Au geste que fit Louchard, les recors évacuèrent l’appartement en se découvrant tous avec respect. Contenson seul resta.

— Monsieur le baron paye-t-il ?… demanda le Garde qui avait son chapeau à la main.

Je baye, répondit-il, mais engore vaud-il saffoir de guoi il s’achit.

— Trois cent douze mille francs et des centimes, frais liquidés ; mais l’arrestation n’est pas comprise.

Drois sante mille vrans ! s’écria le baron. — C’esde ein reffeille drop cher bir ein ôme qui a bassé la nuid sir ein ganabé, ajouta-t-il à l’oreille d’Europe.

— Cet homme est-il bien le baron de Nucingen ? dit Europe à Louchard en commentant son doute par un geste que mademoiselle Dupont, la dernière soubrette du Théâtre-Français, eût envié.

— Oui, mademoiselle, dit Louchard.

— Oui, répondit Contenson.

Che rebont t’elle, dit le baron à Louchard, laissez-moi lui tire ein mode.

Esther et son vieil amoureux entrèrent dans la chambre, à la serrure de laquelle Louchard trouva nécessaire d’appliquer son oreille.

Che fus aime blis que ma fie, Esder ; mais birquoi tonner à fos gréanciers te l’archande qui seraid invinimente miex tans fodre birse ? Halez an brison : che me vais vort te rageder ces sante mille égus afec sante mile vrans, et fus aurez teux sante mile vrans pir fus…

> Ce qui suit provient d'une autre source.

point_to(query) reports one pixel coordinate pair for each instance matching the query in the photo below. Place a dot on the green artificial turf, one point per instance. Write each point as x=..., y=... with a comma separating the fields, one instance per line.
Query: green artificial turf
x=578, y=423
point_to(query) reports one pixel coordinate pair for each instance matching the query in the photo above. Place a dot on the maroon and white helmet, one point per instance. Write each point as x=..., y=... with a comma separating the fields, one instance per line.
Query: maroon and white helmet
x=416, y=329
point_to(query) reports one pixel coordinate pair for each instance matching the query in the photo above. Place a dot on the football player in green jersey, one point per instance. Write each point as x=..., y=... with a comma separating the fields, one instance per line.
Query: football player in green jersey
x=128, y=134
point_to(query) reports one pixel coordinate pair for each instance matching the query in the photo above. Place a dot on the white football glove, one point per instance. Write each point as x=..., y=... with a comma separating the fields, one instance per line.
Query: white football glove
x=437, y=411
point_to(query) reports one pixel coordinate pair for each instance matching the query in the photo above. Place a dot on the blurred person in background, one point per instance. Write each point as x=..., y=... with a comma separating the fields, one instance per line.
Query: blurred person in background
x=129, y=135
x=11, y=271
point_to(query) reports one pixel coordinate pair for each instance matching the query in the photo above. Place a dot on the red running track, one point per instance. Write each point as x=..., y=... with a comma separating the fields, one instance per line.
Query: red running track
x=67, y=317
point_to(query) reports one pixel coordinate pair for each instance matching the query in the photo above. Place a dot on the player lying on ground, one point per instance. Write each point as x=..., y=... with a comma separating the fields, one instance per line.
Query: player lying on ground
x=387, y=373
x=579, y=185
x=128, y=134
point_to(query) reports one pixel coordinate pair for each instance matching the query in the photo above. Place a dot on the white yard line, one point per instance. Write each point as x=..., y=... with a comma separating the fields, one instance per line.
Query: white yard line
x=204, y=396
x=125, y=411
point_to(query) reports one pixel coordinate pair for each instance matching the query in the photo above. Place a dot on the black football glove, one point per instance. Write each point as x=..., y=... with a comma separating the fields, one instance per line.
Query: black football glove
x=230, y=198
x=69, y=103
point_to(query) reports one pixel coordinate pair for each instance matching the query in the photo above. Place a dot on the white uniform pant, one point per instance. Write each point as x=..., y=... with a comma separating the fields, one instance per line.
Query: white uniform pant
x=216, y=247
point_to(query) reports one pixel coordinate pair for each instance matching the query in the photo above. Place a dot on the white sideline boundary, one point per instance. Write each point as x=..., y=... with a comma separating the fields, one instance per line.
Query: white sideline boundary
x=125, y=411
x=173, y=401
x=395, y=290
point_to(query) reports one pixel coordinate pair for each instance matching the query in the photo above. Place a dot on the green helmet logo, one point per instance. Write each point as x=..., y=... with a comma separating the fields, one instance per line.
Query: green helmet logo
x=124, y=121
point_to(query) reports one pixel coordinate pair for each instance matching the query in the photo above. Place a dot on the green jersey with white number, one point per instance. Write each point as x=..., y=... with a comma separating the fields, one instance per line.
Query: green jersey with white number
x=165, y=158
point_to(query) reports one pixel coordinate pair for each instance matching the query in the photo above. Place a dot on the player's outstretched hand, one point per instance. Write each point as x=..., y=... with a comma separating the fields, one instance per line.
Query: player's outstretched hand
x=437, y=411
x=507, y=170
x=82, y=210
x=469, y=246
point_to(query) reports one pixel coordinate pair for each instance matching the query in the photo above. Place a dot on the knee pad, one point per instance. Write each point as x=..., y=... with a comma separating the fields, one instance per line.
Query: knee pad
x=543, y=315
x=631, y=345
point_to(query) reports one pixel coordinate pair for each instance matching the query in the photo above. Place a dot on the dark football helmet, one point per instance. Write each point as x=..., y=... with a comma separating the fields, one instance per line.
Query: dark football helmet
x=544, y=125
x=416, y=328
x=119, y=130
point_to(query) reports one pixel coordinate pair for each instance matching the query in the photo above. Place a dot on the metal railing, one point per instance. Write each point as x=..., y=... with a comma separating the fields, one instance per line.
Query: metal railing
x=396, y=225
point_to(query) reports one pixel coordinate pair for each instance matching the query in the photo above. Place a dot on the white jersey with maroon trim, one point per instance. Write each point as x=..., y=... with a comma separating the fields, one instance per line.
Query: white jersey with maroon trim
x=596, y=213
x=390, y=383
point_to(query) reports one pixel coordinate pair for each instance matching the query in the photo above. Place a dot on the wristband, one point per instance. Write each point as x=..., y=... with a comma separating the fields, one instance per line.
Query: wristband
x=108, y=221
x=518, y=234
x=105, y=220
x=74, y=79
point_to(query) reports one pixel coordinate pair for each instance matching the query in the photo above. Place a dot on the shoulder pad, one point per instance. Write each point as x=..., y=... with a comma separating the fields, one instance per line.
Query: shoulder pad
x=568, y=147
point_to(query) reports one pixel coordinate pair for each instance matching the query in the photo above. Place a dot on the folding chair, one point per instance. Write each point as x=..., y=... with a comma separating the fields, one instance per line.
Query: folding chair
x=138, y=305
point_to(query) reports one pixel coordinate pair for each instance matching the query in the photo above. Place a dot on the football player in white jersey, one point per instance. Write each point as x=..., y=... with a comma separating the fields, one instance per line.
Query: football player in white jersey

— Ce système, lui cria Louchard, est inutile. Le créancier n’est pas amoureux de mademoiselle, lui !… Vous comprenez ? Et il veut plus que tout, depuis qu’il sait que vous êtes épris d’elle.

Fitu pedad ! s’écria Nucingen à Louchard en ouvrant la porte et l’introduisant dans la chambre, ti ne sais ce que du tis ! Che te tonne, à doi, fint pir sant, zi tu vais l’avvaire…

— Impossible, monsieur le baron.

— Comment monsieur ? vous auriez le cœur, dit Europe en intervenant, de laisser aller ma maîtresse en prison !… Mais voulez-vous mes gages, mes économies ? prenez-les, madame, j’ai quarante mille francs…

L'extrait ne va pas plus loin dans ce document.